# Umbra FishHotel



## Queen Zenobia (Jan 17, 2012)

Hi,

Does any one know anything about this aquarium? I always think it looks cool, but I do not understand how it works.

http://www.amazon.com/Umbra-460410-...m/dp/B0033FGDRS/ref=pd_sim_sbs_petsupplies_13

Thanks,

Queen Zeno


----------



## Leeniex (Aug 14, 2011)

I don't know how it works but it's under a gallon according to the reviews.


----------



## Olympia (Aug 25, 2011)

Under a gallon is bad.. 
Also they advertise them as stackable. I don't see how that works unless those top two panels have no glass.


----------



## Foisair (Aug 3, 2011)

I've looked at one in person. The two long "windows" on top are above the glass and more like handles. It's just a glas cube that fits in a plastic cube with windows. If you look at the other pictures Amazon has, you can see how they stack. It's a neat idea. But they are under 1 gallon. If they made them twice as big so you could heat them, that would be a great space saver for a lot of people I'm sure.


----------



## Kiere (May 9, 2011)

I actually have this tank, it is a little over a gallon but after decor, filter and heater it is about a gallon. I have mine heavily planted with Hornwort, wysteria, moss ball and vals. Because of the plants, and bio filter I only have to do 1-2 25-50% weekly water changes. It is still a lot of up keep in comparison to a 2-3 gallon tank with the same amount of stuff. 

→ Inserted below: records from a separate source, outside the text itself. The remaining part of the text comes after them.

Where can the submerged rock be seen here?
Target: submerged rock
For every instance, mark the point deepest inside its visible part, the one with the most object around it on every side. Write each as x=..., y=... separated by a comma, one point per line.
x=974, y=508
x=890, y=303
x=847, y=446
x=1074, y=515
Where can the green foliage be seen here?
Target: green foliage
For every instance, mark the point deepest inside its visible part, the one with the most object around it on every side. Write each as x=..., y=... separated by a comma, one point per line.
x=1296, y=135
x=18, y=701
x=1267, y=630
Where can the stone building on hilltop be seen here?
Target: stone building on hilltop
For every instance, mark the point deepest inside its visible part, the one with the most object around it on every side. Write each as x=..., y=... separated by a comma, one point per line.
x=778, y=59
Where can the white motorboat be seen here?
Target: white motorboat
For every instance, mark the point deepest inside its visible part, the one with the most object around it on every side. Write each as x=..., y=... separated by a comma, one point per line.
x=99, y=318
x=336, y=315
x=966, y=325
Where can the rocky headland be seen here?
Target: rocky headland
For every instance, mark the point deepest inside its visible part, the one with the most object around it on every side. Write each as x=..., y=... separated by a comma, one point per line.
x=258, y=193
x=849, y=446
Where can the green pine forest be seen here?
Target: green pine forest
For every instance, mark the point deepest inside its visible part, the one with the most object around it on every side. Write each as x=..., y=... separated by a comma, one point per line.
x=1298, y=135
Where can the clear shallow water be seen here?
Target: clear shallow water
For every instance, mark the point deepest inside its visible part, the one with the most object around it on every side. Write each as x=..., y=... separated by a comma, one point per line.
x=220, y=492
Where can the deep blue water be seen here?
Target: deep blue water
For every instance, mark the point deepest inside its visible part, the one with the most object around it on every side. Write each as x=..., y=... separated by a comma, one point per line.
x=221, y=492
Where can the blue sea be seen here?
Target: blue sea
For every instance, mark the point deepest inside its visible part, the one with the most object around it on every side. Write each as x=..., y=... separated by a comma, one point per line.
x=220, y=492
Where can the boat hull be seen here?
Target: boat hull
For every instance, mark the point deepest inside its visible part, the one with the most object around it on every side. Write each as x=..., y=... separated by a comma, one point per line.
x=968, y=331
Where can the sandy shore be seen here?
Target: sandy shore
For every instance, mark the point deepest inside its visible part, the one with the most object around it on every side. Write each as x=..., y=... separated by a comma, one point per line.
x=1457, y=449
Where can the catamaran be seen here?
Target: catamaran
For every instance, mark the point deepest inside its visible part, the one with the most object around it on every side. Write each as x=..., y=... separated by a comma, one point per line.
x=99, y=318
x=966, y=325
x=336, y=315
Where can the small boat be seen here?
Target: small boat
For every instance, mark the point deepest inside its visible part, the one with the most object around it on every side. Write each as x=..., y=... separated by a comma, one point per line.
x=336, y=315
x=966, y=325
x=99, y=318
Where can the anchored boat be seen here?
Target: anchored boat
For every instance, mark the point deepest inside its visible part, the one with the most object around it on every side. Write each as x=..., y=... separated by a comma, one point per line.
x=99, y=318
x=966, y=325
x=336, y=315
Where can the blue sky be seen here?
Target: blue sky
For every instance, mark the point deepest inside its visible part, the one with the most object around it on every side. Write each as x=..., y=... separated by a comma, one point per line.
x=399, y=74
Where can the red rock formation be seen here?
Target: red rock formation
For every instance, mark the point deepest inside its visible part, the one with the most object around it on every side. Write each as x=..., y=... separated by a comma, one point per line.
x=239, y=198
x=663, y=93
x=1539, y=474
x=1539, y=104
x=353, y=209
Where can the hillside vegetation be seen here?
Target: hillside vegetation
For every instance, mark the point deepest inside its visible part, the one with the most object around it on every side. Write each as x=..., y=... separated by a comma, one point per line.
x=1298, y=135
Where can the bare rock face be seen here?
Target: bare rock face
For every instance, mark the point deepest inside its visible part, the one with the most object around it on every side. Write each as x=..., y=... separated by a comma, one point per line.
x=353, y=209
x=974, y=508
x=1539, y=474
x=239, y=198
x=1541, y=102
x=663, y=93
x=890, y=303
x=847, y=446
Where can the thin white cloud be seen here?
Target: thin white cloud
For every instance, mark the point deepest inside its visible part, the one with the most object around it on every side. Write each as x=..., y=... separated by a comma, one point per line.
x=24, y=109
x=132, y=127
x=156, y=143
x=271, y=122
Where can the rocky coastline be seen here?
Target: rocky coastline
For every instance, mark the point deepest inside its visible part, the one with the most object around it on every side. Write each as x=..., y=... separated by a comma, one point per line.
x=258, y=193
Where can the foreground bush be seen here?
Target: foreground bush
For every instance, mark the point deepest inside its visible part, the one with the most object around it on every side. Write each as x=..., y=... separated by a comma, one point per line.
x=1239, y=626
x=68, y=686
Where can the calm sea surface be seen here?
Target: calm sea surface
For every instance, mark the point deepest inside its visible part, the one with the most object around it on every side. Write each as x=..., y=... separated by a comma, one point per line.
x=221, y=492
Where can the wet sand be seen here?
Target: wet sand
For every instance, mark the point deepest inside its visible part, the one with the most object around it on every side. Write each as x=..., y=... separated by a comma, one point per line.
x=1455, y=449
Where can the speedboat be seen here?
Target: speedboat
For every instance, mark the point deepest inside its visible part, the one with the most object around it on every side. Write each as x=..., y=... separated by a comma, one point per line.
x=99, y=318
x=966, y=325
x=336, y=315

I have also made a lot of mods.. the handles I have sealed off because if you keep the tank full it you could easily have a jumper, made a plexi lid which helps stop water evaporation and keeps the GS from jumping. Here are some pictures of my set up..










In the end though, I do like the tank. The windows are really the best feature because the betta actually plays in the windows, as you can see from the pictures. It is compact so it fits on my desk perfectly.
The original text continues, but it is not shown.